De un padre preocupado, en cambio, no, pensó Alan. Carraspeó.
—Josua… —Ya tras esta única palabra se quedó encallado. Se sentía ridículo en el papel del humilde solicitante, y era consciente de que probablemente se estaba rebajando en vano, de que Josua iba a echarlo de la casa—. Tenéis razón. Estoy desesperado. He encontrado un nombre, un hogar, una familia, incluso una esposa. Pero no me pertenecen. Pertenecen a Alan de Helmsby. Y sea quien sea ese hombre, no soy yo. Sin embargo, todos exigen de mí que sea él. Y de hecho alguien debo ser. Sé que no he merecido vuestra ayuda. Aun así… os ruego que me la concedáis.
—No estoy en absoluto seguro de que pueda ayudaros —replicó Josua, y se sentó en el borde de la camilla.
—Dijisteis que mi memoria estaba enterrada y que había que encontrar el sitio correcto para cavar.
—Lo sé. Y debo reconocer que me gustaría intentarlo. —Sin razón aparente, Josua cambió de tema—. ¿Cómo está Oswald? ¿Han vuelto a aparecer los problemas cardíacos?
—Desde que estamos en Helmsby, no. Creo que está bien. Pero he desaparecido sin despedirme de él ni de nadie. He huido, si queréis que os sea franco. Y ahora me remuerde la conciencia. Precisamente por Oswald.

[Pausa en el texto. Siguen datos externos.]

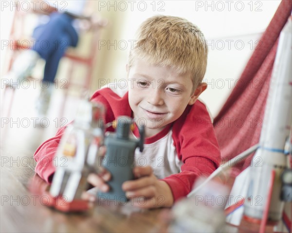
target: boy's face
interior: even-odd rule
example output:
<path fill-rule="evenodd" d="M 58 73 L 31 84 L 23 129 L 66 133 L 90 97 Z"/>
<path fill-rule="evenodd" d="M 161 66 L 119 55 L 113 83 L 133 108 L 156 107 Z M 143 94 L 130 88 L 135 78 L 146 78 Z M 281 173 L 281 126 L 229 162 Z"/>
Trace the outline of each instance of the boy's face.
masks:
<path fill-rule="evenodd" d="M 193 93 L 190 75 L 141 59 L 136 59 L 128 71 L 129 104 L 136 122 L 145 123 L 147 137 L 179 118 L 205 89 L 198 88 Z"/>

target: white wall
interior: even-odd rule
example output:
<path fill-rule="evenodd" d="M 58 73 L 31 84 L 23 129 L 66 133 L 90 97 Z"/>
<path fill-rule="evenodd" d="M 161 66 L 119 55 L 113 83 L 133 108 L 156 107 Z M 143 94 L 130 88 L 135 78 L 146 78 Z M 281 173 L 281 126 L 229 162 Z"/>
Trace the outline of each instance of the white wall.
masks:
<path fill-rule="evenodd" d="M 1 1 L 1 43 L 8 39 L 13 13 L 10 7 L 4 7 L 2 3 L 12 1 Z M 122 40 L 128 42 L 126 49 L 124 44 L 121 44 L 123 48 L 117 46 L 115 49 L 119 51 L 114 51 L 114 53 L 106 51 L 112 54 L 108 59 L 110 62 L 113 62 L 114 64 L 111 64 L 113 69 L 103 71 L 105 77 L 125 78 L 125 66 L 131 44 L 129 40 L 134 38 L 136 29 L 146 18 L 158 14 L 184 18 L 201 28 L 209 44 L 208 63 L 204 79 L 209 84 L 208 88 L 201 97 L 215 116 L 239 78 L 256 40 L 268 25 L 280 2 L 280 0 L 99 0 L 96 12 L 101 13 L 106 10 L 112 14 L 113 11 L 113 14 L 121 18 L 121 25 L 115 25 L 122 31 L 121 36 L 119 38 L 110 38 L 112 39 L 110 42 L 115 40 L 118 43 Z M 117 30 L 117 27 L 114 28 Z M 1 70 L 7 49 L 1 49 Z"/>

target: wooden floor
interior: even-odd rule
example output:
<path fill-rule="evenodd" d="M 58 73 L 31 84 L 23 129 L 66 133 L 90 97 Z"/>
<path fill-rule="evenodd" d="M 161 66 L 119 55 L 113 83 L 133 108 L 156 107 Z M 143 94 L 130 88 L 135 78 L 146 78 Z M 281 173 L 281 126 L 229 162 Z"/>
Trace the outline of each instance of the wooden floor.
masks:
<path fill-rule="evenodd" d="M 5 93 L 3 90 L 0 232 L 167 231 L 168 223 L 164 216 L 169 212 L 167 209 L 142 211 L 129 205 L 121 207 L 96 202 L 85 213 L 66 214 L 44 205 L 46 197 L 38 191 L 45 190 L 48 185 L 35 173 L 33 155 L 43 142 L 55 135 L 61 124 L 73 119 L 78 99 L 69 96 L 65 100 L 64 91 L 54 90 L 46 119 L 40 127 L 34 124 L 34 119 L 38 117 L 35 105 L 39 89 L 16 90 L 13 101 L 11 90 Z M 253 232 L 249 228 L 247 224 L 239 232 Z M 229 226 L 226 231 L 237 232 L 238 229 Z"/>

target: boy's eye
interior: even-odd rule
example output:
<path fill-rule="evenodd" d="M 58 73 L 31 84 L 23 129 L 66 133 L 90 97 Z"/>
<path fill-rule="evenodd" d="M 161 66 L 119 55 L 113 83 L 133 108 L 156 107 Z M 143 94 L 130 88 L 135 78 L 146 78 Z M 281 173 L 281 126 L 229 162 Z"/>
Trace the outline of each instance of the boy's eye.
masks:
<path fill-rule="evenodd" d="M 146 86 L 147 85 L 147 83 L 146 82 L 139 82 L 138 83 L 139 83 L 139 84 L 141 86 Z"/>
<path fill-rule="evenodd" d="M 148 83 L 146 81 L 143 80 L 138 81 L 137 82 L 137 84 L 139 88 L 145 88 L 148 85 Z"/>
<path fill-rule="evenodd" d="M 175 93 L 175 92 L 180 92 L 180 90 L 179 90 L 178 89 L 176 89 L 175 88 L 167 88 L 167 89 L 168 89 L 169 91 L 170 91 L 172 93 Z"/>

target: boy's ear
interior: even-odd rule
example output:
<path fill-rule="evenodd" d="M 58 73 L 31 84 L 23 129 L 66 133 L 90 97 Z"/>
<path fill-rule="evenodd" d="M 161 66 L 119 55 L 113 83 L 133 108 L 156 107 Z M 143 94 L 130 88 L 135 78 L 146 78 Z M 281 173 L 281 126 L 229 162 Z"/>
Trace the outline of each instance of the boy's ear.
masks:
<path fill-rule="evenodd" d="M 194 104 L 195 104 L 195 102 L 196 102 L 200 95 L 201 95 L 201 93 L 206 89 L 207 89 L 207 84 L 206 83 L 200 83 L 198 86 L 198 87 L 194 91 L 194 93 L 191 96 L 191 99 L 190 99 L 190 101 L 188 102 L 188 105 L 192 105 Z"/>

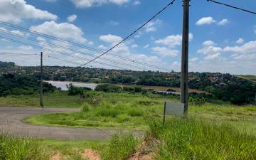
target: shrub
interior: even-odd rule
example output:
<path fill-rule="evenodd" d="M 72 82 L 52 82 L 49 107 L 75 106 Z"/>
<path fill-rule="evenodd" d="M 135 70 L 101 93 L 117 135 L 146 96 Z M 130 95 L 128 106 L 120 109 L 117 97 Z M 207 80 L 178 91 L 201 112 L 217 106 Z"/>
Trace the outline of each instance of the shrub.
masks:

—Parecéis contaros entre las infelices personas que, aunque tienen una conciencia, no se dejan retener por ella a la hora de cometer actos reprobables, que luego deben lamentar amargamente.
Había sonado frío.
—Está bien. Me negáis vuestra ayuda porque aún estáis furioso conmigo. Estáis en vuestro derecho. De modo que me iré y no os molestaré más. Decidme solo cómo está ella.
—No iréis a ninguna parte —gruñó Josua—. Trataré de ayudaros; pero tengo una serie de condiciones. Ninguna de ellas os agradará. La primera es: no hablaremos sobre mi hija y no la veréis mientras estéis aquí.
Alan experimentó al mismo tiempo un gran alivio y una amarga decepción, pero no dudó.
—De acuerdo.
—Vuestro acuerdo no es indispensable. Y antes de que hablemos sobre las restantes condiciones, me gustaría que dejarais vuestras armas.
—¿Tan terribles son vuestras condiciones? ¿Debería asustarme?
—Oh, os asustaréis, os lo aseguro —dijo Josua ben Isaac sin ocultar su satisfacción.